You might then want to improve the CTA on your ad or create more compelling content so that more people click through to the website.

Or, if you can see that lots of people are dropping out at the checkout stage of your funnel, then it might compel you to improve your checkout, add links to help and support, or set up an abandon cart automated mail.

In funnels, you’re also able to see the number of unique people in your funnel, how many events per person, the conversion rate and the value of the conversion. You’re also shown the completion time of each step as a percentage of users. So, for example, you can see how quickly your top percentage of users took a particular action.

2. Revenue

To analyse your revenue, you’ll have to have put a monetary value to your conversions when you set up your events in the Facebook Pixel.

To look at your revenue data, go to the Revenue tab on the left-hand side, and select your date range.

Facebook Analytics Revenue Tracking

(Image Source: AdEspresso)

Here you can look at both the numbers of purchases, as well as the age and gender breakdown. This could be invaluable data to tweak your campaigns.

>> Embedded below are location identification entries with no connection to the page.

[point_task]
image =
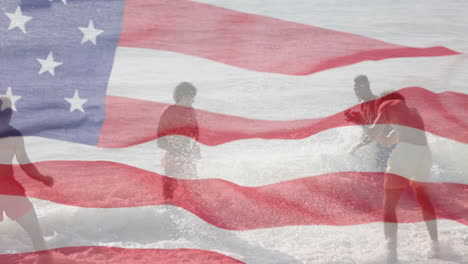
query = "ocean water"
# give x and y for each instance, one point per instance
(259, 162)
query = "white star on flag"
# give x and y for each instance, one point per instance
(76, 103)
(90, 33)
(63, 1)
(13, 99)
(17, 20)
(48, 64)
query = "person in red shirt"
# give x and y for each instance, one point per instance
(366, 116)
(13, 200)
(178, 133)
(409, 165)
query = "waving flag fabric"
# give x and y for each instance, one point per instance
(89, 79)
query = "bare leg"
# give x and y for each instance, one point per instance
(391, 198)
(428, 211)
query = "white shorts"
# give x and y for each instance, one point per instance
(411, 161)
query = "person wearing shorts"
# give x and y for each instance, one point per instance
(409, 164)
(178, 133)
(13, 200)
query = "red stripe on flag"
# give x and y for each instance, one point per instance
(132, 121)
(97, 254)
(344, 198)
(251, 41)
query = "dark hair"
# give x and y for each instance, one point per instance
(6, 113)
(391, 95)
(361, 78)
(184, 89)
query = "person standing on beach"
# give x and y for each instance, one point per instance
(178, 133)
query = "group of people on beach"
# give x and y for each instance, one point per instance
(402, 153)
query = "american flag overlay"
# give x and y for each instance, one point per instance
(157, 131)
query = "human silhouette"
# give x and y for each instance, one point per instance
(178, 133)
(13, 200)
(411, 159)
(367, 115)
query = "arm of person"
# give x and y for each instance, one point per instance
(365, 140)
(387, 140)
(27, 166)
(375, 131)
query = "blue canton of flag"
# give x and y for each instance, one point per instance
(56, 59)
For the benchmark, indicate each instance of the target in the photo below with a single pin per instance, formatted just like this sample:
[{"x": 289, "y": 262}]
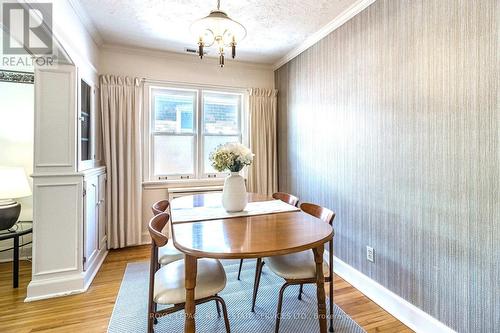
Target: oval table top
[{"x": 246, "y": 237}]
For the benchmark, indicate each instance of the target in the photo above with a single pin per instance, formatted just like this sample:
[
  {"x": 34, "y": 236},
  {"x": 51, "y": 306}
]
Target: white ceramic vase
[{"x": 234, "y": 194}]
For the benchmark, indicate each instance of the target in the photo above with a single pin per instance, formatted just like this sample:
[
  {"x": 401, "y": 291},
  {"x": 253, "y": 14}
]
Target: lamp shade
[{"x": 13, "y": 183}]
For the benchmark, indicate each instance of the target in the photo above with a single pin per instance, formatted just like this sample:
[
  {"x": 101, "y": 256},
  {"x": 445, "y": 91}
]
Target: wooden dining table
[{"x": 246, "y": 237}]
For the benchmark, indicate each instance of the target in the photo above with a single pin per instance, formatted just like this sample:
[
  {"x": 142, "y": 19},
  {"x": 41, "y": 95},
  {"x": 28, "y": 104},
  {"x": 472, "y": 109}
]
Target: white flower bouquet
[{"x": 231, "y": 156}]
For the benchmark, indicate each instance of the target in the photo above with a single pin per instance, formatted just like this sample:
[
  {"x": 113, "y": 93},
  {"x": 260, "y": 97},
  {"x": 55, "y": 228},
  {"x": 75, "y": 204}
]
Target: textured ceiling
[{"x": 274, "y": 27}]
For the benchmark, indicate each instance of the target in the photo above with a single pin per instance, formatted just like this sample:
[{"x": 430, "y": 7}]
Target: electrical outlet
[{"x": 370, "y": 254}]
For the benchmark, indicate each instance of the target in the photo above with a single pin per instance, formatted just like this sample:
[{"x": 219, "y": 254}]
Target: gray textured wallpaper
[{"x": 392, "y": 120}]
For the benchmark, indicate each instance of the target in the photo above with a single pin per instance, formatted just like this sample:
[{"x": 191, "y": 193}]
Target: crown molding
[
  {"x": 342, "y": 18},
  {"x": 133, "y": 50},
  {"x": 86, "y": 21}
]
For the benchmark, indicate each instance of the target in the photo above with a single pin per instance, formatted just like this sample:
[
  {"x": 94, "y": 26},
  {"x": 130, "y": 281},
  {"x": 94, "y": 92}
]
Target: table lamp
[{"x": 13, "y": 185}]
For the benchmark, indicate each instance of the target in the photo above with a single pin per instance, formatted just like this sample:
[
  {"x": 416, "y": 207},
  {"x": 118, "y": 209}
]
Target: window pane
[
  {"x": 174, "y": 110},
  {"x": 173, "y": 154},
  {"x": 221, "y": 113},
  {"x": 210, "y": 144}
]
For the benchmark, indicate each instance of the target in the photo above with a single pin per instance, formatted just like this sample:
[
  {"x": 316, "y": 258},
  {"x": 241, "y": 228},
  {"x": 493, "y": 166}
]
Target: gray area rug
[{"x": 130, "y": 311}]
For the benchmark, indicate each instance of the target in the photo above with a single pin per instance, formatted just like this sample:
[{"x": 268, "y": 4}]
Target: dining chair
[
  {"x": 166, "y": 284},
  {"x": 167, "y": 253},
  {"x": 300, "y": 268},
  {"x": 285, "y": 197}
]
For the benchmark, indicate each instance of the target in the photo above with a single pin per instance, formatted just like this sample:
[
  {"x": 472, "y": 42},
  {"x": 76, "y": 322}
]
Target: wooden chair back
[
  {"x": 285, "y": 197},
  {"x": 321, "y": 213},
  {"x": 156, "y": 225},
  {"x": 161, "y": 206}
]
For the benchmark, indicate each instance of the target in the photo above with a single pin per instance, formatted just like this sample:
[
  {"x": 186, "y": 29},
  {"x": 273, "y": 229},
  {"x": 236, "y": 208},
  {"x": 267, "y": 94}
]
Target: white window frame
[{"x": 198, "y": 129}]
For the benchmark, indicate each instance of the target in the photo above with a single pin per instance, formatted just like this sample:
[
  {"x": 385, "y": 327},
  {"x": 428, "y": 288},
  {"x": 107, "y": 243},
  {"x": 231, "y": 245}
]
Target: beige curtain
[
  {"x": 121, "y": 100},
  {"x": 263, "y": 174}
]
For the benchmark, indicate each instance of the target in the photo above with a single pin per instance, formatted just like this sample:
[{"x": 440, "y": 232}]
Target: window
[{"x": 186, "y": 126}]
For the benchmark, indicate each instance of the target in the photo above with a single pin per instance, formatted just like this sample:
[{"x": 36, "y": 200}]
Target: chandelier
[{"x": 219, "y": 30}]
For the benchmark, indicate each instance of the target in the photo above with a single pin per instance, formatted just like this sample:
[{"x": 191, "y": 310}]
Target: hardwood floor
[{"x": 90, "y": 311}]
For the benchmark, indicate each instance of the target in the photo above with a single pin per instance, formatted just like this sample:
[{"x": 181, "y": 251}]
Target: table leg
[
  {"x": 191, "y": 266},
  {"x": 320, "y": 287},
  {"x": 15, "y": 262}
]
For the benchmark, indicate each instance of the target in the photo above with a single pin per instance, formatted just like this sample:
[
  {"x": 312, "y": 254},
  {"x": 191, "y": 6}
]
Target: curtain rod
[{"x": 192, "y": 84}]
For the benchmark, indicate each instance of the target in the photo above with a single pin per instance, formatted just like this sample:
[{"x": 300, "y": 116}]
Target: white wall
[
  {"x": 73, "y": 35},
  {"x": 16, "y": 143}
]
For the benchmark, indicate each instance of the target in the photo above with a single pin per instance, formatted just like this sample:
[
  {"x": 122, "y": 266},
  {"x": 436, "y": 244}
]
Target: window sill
[{"x": 158, "y": 184}]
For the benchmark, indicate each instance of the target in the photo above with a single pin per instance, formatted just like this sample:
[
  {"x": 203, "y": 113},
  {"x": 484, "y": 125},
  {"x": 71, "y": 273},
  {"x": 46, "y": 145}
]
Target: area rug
[{"x": 130, "y": 311}]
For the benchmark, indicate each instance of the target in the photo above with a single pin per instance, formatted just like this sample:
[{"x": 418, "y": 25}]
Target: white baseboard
[{"x": 407, "y": 313}]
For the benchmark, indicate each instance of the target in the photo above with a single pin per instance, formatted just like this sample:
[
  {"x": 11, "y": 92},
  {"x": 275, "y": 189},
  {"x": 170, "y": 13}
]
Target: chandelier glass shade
[{"x": 219, "y": 30}]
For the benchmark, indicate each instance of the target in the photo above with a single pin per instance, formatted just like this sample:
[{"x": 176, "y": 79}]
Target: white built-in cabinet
[{"x": 69, "y": 184}]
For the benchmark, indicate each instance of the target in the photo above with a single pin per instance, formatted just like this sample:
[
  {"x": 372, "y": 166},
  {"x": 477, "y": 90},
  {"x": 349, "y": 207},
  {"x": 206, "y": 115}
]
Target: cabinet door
[
  {"x": 102, "y": 212},
  {"x": 90, "y": 227}
]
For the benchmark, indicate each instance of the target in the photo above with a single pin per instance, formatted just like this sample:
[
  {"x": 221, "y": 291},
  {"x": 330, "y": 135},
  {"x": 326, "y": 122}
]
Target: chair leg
[
  {"x": 218, "y": 308},
  {"x": 258, "y": 273},
  {"x": 280, "y": 305},
  {"x": 224, "y": 311},
  {"x": 239, "y": 270}
]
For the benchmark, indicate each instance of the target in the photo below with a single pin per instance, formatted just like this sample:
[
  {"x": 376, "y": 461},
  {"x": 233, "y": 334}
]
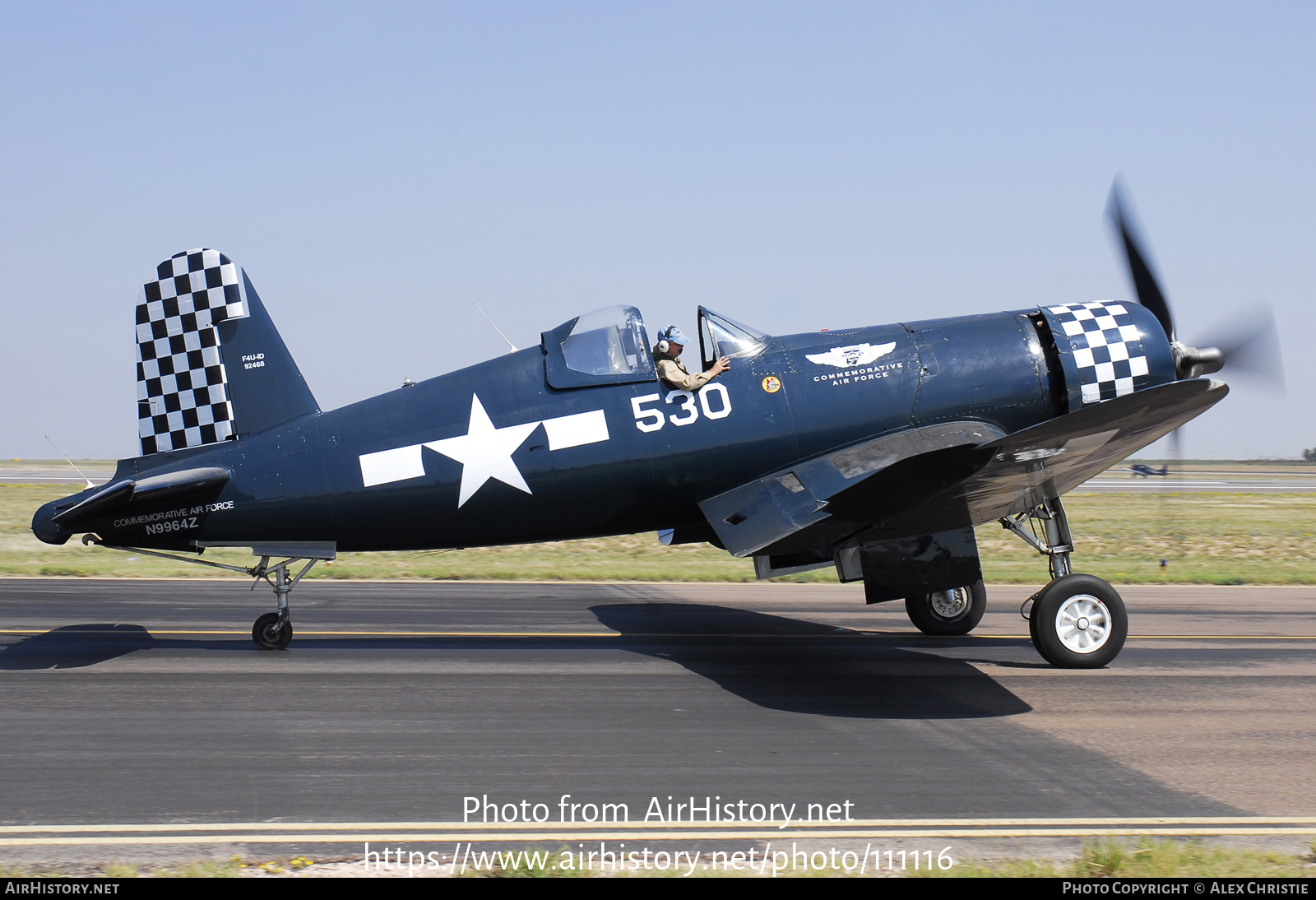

For example, if your data is showing that the majority of your revenue is coming from women aged 18-24 then you might want to focus your ad campaigns and content to cater to that demographic.

3. Customer lifetime value

Customer lifetime value (CLV) is an estimate of how much revenue you should expect to receive from your customers over the course of their “lifetime” – or the duration of their relationship with you. In an age where the cost of acquiring new customers far outstrips that of retaining existing ones, CLV helps marketers focus in on nurturing loyalty rather than forever chasing new leads.

Your customer lifetime value is a notoriously difficult metric to nail down. But Facebook Analytics helps you with this.

To set it up, select Lifetime Value from the left-hand side, and then decide whether to include All Users which is anyone who’s interacted with you or Paying Users which are only those who’ve made a purchase.

Facebook Analytics customer lifetime value

(Image Source: AdEspresso)

Unlike traditional reports where you look at the value of each conversion, you can now monitor the value of a customer over the duration of months or even years.

In summary

Facebook Analytics is only about a year old, so if you start using it now, you’ll already be ahead of most SMEs.

Although it doesn’t match Google Analytics in its breadth of insight – neither does it pretend to – it does fill in some of the gaps that Google doesn’t have the ability to reach.

What I like about it is its ability to create a holistic picture of your customers’ interactions with your brand across several different touchpoints – your ads, your Facebook page, your website, and other apps. It can help you develop a good understanding of the omni-channel journey your customers are taking, and even give you a good idea of their value over time.

But the true value of Facebook Analytics is in how you choose to use the data. When used well, the journey, cohort and funnel analysis can help you to tweak your campaigns to reach the right people, fix silos and tailor content appropriately, making sure you’re making the most of all your marketing activity.